Search code examples
pythonazurepysparkjupyter-notebookazure-databricks

Import Python file in databricks notebook


I am trying to import python files from databricks notebook. I am able to import the function but it keep giving me error - NameError: name 'col' is not defined.

I have a file /Workspace/Shared/Common/common.py. The code in that file is:

def cast_datatypes(df_target, df_source):
    cols = df_target.columns
    types = [f.dataType for f in df_target.schema.fields]
    for i, c in enumerate(cols):
        df_source = df_source.withColumn(c, col(c).cast(types[i]))
    df_source = df_source.select(cols)
    return df_source

I am calling this function from a notebook, and did below approaches

Approach 1:

import sys
sys.path.append("/Workspace/Shared/Common/common.py")
from common import cast_datatypes
from pyspark.sql.functions import col

<Spark Session declaration>

df_final = cast_datatypes(df_target_A, df_source_A)

Approach 2:

spark.sparkContext.addPyFile("/Workspace/Shared/Common/common.py")
import common as C
from pyspark.sql.functions import col

df_final = C.cast_datatypes(df_target_A, df_source_A)
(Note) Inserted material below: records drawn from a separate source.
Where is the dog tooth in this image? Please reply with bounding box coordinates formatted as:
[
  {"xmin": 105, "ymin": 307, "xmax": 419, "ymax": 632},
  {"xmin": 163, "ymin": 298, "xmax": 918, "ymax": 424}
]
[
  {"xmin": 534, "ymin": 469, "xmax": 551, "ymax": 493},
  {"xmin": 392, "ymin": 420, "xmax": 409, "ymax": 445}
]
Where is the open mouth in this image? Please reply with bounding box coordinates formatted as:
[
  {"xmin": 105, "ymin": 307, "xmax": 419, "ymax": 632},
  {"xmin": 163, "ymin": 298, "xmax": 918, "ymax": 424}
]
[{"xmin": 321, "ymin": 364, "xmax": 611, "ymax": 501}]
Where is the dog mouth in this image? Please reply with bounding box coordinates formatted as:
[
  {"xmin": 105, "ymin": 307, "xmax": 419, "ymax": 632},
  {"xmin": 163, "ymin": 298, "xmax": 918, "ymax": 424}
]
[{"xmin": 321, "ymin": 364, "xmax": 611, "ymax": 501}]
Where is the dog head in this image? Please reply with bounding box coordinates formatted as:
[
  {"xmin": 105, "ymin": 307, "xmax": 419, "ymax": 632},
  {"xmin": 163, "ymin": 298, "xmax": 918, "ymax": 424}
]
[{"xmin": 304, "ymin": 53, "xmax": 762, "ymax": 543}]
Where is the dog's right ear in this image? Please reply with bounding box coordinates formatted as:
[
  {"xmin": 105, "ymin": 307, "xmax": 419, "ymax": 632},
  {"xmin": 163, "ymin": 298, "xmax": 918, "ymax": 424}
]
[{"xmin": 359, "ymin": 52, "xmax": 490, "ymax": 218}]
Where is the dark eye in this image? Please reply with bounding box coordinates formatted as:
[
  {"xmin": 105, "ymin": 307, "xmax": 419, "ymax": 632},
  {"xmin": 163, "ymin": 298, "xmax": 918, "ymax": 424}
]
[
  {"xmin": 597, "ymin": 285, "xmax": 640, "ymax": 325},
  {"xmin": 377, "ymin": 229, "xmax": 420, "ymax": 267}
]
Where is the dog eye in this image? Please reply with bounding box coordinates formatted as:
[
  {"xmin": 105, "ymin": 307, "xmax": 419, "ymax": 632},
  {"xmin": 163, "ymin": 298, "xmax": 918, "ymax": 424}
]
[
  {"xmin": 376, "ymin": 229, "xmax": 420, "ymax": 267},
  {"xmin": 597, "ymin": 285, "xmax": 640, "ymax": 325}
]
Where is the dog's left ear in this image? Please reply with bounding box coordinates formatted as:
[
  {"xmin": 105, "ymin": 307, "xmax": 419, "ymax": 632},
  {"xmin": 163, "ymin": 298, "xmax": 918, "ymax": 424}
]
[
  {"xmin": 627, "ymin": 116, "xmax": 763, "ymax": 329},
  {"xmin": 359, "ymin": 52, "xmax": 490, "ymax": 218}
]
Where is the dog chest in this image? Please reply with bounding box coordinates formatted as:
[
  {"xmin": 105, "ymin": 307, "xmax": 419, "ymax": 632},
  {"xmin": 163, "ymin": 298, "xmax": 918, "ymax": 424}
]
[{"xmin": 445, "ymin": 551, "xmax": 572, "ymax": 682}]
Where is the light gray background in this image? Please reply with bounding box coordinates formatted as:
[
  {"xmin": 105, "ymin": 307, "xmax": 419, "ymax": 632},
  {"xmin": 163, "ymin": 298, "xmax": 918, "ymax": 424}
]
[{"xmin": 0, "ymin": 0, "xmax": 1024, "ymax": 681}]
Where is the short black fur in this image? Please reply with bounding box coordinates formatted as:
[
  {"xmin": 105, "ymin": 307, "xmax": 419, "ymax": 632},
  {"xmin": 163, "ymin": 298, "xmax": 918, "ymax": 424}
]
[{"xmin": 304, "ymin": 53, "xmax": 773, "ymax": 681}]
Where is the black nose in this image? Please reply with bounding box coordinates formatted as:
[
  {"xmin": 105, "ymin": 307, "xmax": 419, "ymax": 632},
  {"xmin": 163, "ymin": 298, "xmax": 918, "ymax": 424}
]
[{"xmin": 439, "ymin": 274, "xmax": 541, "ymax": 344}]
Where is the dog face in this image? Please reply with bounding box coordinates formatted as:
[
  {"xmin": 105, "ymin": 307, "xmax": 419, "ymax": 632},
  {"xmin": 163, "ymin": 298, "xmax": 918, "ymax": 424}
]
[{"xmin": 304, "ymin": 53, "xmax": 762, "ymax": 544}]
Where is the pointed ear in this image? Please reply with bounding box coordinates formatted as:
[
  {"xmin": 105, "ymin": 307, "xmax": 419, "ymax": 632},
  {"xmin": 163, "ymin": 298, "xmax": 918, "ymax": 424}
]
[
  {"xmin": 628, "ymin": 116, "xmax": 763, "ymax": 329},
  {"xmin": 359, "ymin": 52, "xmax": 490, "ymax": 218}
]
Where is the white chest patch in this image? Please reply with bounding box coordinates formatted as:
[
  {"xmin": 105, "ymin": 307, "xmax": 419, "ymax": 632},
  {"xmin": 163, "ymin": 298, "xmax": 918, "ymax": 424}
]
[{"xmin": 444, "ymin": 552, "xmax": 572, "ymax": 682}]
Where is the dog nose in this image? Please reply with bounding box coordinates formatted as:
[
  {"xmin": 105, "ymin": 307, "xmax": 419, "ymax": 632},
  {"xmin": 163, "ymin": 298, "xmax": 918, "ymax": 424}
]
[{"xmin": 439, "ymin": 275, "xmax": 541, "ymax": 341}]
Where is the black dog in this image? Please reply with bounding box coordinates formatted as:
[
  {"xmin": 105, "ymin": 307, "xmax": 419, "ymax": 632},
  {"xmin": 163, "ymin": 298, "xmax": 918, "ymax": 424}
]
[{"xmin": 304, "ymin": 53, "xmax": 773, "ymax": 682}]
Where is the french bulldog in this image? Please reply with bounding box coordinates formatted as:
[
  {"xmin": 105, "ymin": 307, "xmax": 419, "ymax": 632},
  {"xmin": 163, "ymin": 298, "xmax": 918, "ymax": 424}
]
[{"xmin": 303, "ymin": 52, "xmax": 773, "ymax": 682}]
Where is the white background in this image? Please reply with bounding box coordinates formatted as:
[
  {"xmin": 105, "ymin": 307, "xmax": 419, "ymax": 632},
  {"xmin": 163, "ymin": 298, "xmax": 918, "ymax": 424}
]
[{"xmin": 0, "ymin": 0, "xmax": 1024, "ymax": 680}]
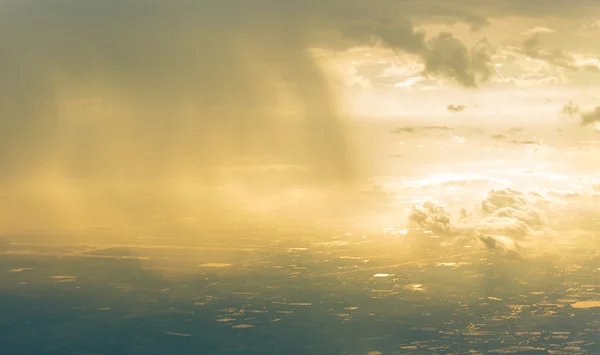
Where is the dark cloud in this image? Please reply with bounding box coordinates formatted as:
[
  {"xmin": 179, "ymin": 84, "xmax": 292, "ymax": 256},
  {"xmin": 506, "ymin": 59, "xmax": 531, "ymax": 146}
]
[{"xmin": 446, "ymin": 105, "xmax": 467, "ymax": 112}]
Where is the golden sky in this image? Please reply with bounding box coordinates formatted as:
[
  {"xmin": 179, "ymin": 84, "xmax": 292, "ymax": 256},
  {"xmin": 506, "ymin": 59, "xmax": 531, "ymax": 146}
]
[{"xmin": 0, "ymin": 0, "xmax": 600, "ymax": 232}]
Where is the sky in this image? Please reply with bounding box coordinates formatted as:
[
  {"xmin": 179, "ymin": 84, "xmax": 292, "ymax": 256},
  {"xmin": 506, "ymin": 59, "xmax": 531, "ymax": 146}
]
[{"xmin": 0, "ymin": 0, "xmax": 600, "ymax": 239}]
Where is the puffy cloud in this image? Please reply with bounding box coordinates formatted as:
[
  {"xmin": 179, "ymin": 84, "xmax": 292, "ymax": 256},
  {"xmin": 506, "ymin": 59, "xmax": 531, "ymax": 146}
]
[
  {"xmin": 523, "ymin": 26, "xmax": 556, "ymax": 36},
  {"xmin": 446, "ymin": 105, "xmax": 467, "ymax": 112},
  {"xmin": 408, "ymin": 188, "xmax": 548, "ymax": 249},
  {"xmin": 392, "ymin": 126, "xmax": 454, "ymax": 133},
  {"xmin": 408, "ymin": 201, "xmax": 460, "ymax": 236},
  {"xmin": 520, "ymin": 33, "xmax": 600, "ymax": 72},
  {"xmin": 560, "ymin": 101, "xmax": 600, "ymax": 130},
  {"xmin": 581, "ymin": 106, "xmax": 600, "ymax": 125},
  {"xmin": 560, "ymin": 101, "xmax": 581, "ymax": 117}
]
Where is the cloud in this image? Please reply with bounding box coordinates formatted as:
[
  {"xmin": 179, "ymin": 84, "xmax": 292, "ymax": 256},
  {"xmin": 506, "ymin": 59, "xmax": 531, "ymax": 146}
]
[
  {"xmin": 392, "ymin": 126, "xmax": 454, "ymax": 134},
  {"xmin": 560, "ymin": 101, "xmax": 581, "ymax": 117},
  {"xmin": 523, "ymin": 26, "xmax": 556, "ymax": 36},
  {"xmin": 408, "ymin": 188, "xmax": 548, "ymax": 248},
  {"xmin": 560, "ymin": 101, "xmax": 600, "ymax": 130},
  {"xmin": 446, "ymin": 105, "xmax": 467, "ymax": 112},
  {"xmin": 581, "ymin": 106, "xmax": 600, "ymax": 125},
  {"xmin": 519, "ymin": 33, "xmax": 600, "ymax": 72}
]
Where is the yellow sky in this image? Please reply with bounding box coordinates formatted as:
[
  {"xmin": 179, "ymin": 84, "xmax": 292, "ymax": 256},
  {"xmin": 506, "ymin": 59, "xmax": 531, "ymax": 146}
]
[{"xmin": 0, "ymin": 0, "xmax": 600, "ymax": 232}]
Both of the approach was able to import the function, but failed to use 'col'. The error I am getting is:

File /Workspace/Shared/Common/common.py:13, in cast_datatypes(df_target, df_source)
     11 types = [f.dataType for f in df_target.schema.fields]
     12 for i, c in enumerate(cols):
---> 13     df_source = df_source.withColumn(c, col(c).cast(types[i]))
     14 df_source = df_source.select(cols)
     15 return df_source

NameError: name 'col' is not defined

Do we need to pass all the arguments that import function is using? If yes, then how did I modularize my notebooks in databricks?


Solution

  • What @Reyk said is right. You need to import col inside common.py. But still you got error, even i got the same error. After altering the common.py you need to restart the cluster or do Detach and Re-attach the notebook.

    /Workspace/Shared/Common/common.py

    def cal(df):
        re = df.withColumn("tmp", col("trip_distance") + lit(1))
        return re
    

    When i tried below code i got error.

    import sys
    sys.path.append("/Workspace/Shared/Common/")
    df = spark.sql("select * from samples.nyctaxi.trips")
    
    from common import cal
    from pyspark.sql.functions import col
    display(cal(df))
    

    enter image description here

    So i added altered common.py like below.

    from pyspark.sql.functions import col,lit
    
    def cal(df):
        re = df.withColumn("tmp", col("trip_distance") + lit(1))
        return re
    

    Again tried to call the function go same error.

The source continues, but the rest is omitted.